Dr Addison, who is the chairman of the Monetary Policy Committee of the BoG, disclosed this on Monday in reply to enquiry from the Ghanaian Times regarding the progress of discussions between the bank and the government.
This was after the press conference of the 118th regular meeting of the Monetary Policy Committee of the BoG.
The BoG incurred heavy impairment losses in 2022 due to the debt restructuring exercise embarked upon by the government to promote debt sustainability as part of the IMF programme.
The bank suffered a 50 per cent haircut on its non-marketable holdings of government debt instruments estimated at GH¢48.4 billion to help the government to secure the IMF programme and this has brought the bank’s net equity position to a negative value.
The net equity position is defined as the fair market value of a business’s assets minus its liabilities.
Dr Addison said the BoG, the IMF and the Ministry of Finance were currently working on the Memorandum of Understanding on the recapitalisation exercise.
Apart from the efforts by the government to recapitalise the BoG, the Governor said, “The bank itself is looking at ways of managing its course.”
Dr Addison said bringing inflation down for all central banks all over the world was a very costly process because the liquidity management operations were costly.
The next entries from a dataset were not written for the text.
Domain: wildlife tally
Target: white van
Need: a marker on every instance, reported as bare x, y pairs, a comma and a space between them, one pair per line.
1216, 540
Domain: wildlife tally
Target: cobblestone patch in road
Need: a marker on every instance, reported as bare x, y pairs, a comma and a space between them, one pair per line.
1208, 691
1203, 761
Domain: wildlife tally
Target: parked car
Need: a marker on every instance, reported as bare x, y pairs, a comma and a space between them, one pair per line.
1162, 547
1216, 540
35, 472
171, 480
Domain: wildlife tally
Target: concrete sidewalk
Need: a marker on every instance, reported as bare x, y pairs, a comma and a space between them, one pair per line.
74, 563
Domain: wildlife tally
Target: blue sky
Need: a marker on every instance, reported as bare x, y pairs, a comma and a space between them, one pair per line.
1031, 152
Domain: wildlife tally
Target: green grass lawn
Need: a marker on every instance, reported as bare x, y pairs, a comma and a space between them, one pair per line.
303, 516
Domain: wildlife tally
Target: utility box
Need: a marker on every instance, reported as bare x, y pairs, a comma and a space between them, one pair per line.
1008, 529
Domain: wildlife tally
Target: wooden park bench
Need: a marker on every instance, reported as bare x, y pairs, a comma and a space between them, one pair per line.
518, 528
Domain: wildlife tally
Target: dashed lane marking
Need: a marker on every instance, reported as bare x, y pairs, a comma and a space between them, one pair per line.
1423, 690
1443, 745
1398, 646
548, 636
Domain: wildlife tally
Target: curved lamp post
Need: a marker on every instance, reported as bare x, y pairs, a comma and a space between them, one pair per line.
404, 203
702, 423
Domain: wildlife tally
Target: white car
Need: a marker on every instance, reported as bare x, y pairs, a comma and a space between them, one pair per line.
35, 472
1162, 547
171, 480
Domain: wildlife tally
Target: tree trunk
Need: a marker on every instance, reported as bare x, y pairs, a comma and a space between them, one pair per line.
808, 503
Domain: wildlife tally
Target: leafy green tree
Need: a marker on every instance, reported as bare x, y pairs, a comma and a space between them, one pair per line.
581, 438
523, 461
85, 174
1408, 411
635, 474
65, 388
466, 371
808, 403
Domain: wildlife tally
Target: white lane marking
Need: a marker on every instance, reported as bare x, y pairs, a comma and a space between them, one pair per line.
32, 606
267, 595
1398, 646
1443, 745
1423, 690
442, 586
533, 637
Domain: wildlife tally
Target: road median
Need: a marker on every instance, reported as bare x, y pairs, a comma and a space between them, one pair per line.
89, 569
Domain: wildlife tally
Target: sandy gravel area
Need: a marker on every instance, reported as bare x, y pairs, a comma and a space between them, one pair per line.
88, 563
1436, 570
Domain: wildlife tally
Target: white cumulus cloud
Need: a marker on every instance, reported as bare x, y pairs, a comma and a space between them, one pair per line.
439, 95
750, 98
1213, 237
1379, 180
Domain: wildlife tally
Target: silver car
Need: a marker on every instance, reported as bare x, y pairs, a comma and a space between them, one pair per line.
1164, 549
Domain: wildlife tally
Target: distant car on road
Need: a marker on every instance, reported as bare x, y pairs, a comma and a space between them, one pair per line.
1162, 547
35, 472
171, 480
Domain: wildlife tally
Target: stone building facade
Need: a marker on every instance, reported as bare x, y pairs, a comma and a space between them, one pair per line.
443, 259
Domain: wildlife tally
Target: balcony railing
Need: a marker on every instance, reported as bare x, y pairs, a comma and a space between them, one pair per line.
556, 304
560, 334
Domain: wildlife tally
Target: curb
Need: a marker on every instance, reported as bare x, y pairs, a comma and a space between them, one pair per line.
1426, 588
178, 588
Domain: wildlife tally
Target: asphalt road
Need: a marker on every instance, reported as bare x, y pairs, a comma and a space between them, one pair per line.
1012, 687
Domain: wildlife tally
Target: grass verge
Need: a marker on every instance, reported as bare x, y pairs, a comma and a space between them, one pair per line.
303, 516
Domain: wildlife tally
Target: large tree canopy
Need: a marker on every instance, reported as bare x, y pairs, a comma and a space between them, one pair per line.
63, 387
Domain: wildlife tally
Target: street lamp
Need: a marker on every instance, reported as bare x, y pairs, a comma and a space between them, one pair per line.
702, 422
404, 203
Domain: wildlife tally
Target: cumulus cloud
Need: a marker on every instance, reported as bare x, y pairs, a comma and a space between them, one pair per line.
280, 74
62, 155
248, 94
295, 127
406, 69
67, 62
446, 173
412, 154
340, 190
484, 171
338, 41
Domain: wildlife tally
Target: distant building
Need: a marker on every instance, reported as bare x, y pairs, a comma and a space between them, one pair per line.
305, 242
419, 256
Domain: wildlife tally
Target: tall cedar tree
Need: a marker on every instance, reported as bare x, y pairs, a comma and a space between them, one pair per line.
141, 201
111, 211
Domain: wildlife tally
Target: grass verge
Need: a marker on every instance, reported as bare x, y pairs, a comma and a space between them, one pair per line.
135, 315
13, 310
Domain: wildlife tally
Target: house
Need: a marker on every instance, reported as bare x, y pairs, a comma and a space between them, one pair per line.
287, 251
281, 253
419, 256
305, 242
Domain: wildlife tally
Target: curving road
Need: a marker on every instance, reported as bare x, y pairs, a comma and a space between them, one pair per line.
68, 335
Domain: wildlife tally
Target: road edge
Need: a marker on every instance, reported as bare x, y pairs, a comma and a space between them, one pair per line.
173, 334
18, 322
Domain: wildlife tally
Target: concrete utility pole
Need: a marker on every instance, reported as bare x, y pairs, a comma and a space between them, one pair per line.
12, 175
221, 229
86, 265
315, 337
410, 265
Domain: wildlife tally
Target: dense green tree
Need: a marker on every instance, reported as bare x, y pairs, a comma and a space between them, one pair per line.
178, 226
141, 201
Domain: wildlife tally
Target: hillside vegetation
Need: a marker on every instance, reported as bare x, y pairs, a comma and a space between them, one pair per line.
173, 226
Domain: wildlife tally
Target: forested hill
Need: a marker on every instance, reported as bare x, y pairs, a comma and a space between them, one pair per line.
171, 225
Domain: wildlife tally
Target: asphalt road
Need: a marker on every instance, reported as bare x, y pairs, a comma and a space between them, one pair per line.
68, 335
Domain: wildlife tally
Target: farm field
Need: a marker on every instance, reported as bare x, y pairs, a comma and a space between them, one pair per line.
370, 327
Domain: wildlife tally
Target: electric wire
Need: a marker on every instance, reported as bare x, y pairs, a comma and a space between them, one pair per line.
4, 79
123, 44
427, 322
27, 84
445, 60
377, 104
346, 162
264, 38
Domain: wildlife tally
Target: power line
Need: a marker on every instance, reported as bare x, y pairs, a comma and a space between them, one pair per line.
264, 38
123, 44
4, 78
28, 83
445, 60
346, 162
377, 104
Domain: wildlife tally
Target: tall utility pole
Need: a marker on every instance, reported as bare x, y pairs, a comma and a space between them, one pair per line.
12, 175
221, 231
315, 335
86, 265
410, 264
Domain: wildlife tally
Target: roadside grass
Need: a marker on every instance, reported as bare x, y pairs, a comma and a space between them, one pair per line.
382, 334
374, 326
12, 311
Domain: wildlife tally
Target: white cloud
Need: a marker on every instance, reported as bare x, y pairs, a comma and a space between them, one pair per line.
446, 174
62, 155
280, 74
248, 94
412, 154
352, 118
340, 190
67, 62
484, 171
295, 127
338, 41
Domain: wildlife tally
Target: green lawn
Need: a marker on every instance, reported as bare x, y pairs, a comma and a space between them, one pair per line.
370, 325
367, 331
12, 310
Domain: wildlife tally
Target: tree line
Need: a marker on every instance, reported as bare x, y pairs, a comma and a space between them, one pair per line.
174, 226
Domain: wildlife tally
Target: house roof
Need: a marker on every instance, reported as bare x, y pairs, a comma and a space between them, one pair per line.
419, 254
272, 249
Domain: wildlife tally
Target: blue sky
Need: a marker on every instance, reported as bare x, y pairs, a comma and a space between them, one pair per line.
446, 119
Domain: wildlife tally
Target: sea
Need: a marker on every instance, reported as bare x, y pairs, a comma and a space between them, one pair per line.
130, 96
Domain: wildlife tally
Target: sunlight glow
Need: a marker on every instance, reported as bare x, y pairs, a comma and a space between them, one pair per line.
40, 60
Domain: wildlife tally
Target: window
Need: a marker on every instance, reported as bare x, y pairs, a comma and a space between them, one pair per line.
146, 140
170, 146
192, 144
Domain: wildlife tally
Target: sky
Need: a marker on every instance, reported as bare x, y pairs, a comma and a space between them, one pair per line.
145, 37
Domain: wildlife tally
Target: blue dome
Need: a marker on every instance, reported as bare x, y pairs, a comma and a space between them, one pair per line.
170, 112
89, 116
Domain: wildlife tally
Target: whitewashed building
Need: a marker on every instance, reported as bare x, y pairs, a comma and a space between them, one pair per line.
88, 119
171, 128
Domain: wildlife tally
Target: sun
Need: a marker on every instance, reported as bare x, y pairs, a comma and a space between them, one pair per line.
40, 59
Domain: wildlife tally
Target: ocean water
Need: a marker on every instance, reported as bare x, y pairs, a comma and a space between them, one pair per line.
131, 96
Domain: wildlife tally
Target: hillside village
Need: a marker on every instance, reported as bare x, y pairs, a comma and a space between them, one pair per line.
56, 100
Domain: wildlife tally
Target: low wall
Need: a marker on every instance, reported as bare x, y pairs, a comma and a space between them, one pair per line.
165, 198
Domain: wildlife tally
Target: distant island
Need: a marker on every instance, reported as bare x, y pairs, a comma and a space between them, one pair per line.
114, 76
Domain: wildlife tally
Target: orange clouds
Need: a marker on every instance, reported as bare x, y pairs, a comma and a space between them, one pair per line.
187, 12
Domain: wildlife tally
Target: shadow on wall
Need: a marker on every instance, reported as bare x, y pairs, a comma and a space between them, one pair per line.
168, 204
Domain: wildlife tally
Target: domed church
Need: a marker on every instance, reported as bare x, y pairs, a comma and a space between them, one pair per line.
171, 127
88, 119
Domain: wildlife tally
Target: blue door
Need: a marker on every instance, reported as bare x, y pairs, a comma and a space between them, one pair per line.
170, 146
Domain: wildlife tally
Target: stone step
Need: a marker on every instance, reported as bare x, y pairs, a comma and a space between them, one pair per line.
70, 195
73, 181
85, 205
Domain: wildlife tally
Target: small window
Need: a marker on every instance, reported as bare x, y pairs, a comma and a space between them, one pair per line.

“Central Banks all over the world are losing money by incurring losses as they deliver on their mandate of price stability,” the Governor stated.
Dr Addison last year reportedly said that in view of the heavy losses incurred by the BoG there was the need for the government to recapitalise the Bbnk.
He said in spite of the negative equity position of the BoG, the BoG had enough capital to finance the operations of the bank.